Только усядусь на место, опять начинается:
— Пить, Цецилия, Цецилия!..
Где я ему возьму Цецилию?.. Чикаго далеко, а здесь нет ни одной женщины, которая положила бы на его горячий лоб руку, утоляющую жар, и даже полудикая пропадинская Миньона покинула нас с Хрептовским и променяла нашу, провонявшую болезнью берлогу на более счастливую жизнь со здоровым товарищем.
Устал я за последние три дня. Если даже уйдешь днем в свою избу на час или на два, — заснуть невозможно. Все думается — какой конец будет этому? Никто еще не умирал у нас на Колыме. Это — первый случай.
Свеча нагорает все больше и больше. В комнате почти совсем темно. Хрептовский зовет Цецилию. Незаметно для самого себя я опускаю голову на руки и засыпаю.
— Владимир!..
Тихий оклик Хрептовского внезапно пробуждает меня. Глаза его смотрят на меня ярким, совсем сознательным взглядом.
— Дай мне пить, Владимир! — повторяет он мое имя.
Я вскакиваю с места и поспешно подаю ковшик. Он припадает запекшимися губами к краям; тянет, тянет, выпивает весь ковшик, потом откидывается на подушки. Через минуту он опять поднимает голову и открывает глаза. Они блестят страшным блеском; в комнате от этого блеска становится как будто еще темнее.
— Что, брат, плохо дело! — начинает он. — Умирать приходится!..
— Ну вот! — возражаю я не совсем уверенным голосом. В горле у меня начинает саднить, и нижняя челюсть судорожно стягивается, как от озноба.
— Умирать приходится… — шепотом повторяет Хрептовский и задумывается.
Мне кажется, что он думает необыкновенно долго, и этот момент длится без конца.
— Умереть! — вырывается у него. — Умереть в глуши, одному… далеко от света!.. Для того ли я прошел сквозь огонь и воду?..
— Успокойся, — говорю я, чтоб сказать что-нибудь.
— Я жить хочу! — кричит Хрептовский. — Я еще не жил!.. Где моя доля, где мое счастье? Отвечай!..
Я не отвечаю. Кто может ответить ему на этот вопрос?
Наступает продолжительное молчание.
— Цецилия! — вдруг громко и жалобно вскрикивает опять Хрептовский. — Приди, Цецилия!.. Мне холодно!.. Дай руку, Цецилия! Помоги мне встать!.. Кости мои не сгниют в этом мерзком гробу!
цитирует он нараспев чей-то стих. — Помоги мне встать, Цецилия!.. Мне пора на суд!.. Страшный суд!..

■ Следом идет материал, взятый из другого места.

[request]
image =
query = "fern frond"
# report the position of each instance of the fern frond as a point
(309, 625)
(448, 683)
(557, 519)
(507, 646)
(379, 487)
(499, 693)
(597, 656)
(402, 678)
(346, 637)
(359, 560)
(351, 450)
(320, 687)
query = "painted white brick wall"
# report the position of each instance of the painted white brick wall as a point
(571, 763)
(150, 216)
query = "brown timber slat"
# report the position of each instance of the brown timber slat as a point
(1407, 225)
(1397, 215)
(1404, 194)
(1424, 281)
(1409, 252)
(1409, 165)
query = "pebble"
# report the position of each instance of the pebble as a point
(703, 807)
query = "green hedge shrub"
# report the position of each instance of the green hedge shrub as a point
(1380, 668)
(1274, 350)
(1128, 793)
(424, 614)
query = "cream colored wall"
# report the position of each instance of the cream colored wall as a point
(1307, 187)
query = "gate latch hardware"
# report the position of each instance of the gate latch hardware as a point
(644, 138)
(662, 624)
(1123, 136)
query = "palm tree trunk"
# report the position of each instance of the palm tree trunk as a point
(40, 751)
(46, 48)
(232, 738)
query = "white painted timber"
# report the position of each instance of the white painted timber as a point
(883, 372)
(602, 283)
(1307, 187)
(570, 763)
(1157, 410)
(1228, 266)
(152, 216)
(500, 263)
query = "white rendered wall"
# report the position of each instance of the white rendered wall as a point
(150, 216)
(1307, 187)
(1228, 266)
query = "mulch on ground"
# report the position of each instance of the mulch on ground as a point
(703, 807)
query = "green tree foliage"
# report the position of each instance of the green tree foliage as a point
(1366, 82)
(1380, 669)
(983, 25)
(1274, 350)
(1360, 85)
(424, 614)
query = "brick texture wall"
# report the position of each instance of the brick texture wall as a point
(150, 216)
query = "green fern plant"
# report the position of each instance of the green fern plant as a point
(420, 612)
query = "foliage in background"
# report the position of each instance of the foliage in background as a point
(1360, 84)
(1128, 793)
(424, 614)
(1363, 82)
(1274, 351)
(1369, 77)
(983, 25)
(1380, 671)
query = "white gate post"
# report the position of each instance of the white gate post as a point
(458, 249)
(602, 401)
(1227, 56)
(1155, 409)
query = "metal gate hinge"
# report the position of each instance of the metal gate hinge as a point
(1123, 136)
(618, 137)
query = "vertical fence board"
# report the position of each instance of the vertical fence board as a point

Дрожь пробегает по моей спине. Я готов вскочить и трясти Хрептовского, чтоб пробудить его от этого кошмара.
Наступает опять бесконечно долгая пауза.
— Цецилия, любовь моя!.. — начинает опять Хрептовский. — Цецилия, дай руку! Ждал, мучился… ждал, ждал, томился… Теперь дождался…
Жалкий всхлипывающий звук прерывает слова. Даже в бреду Хрептовский, видимо, не верит внезапной мечте.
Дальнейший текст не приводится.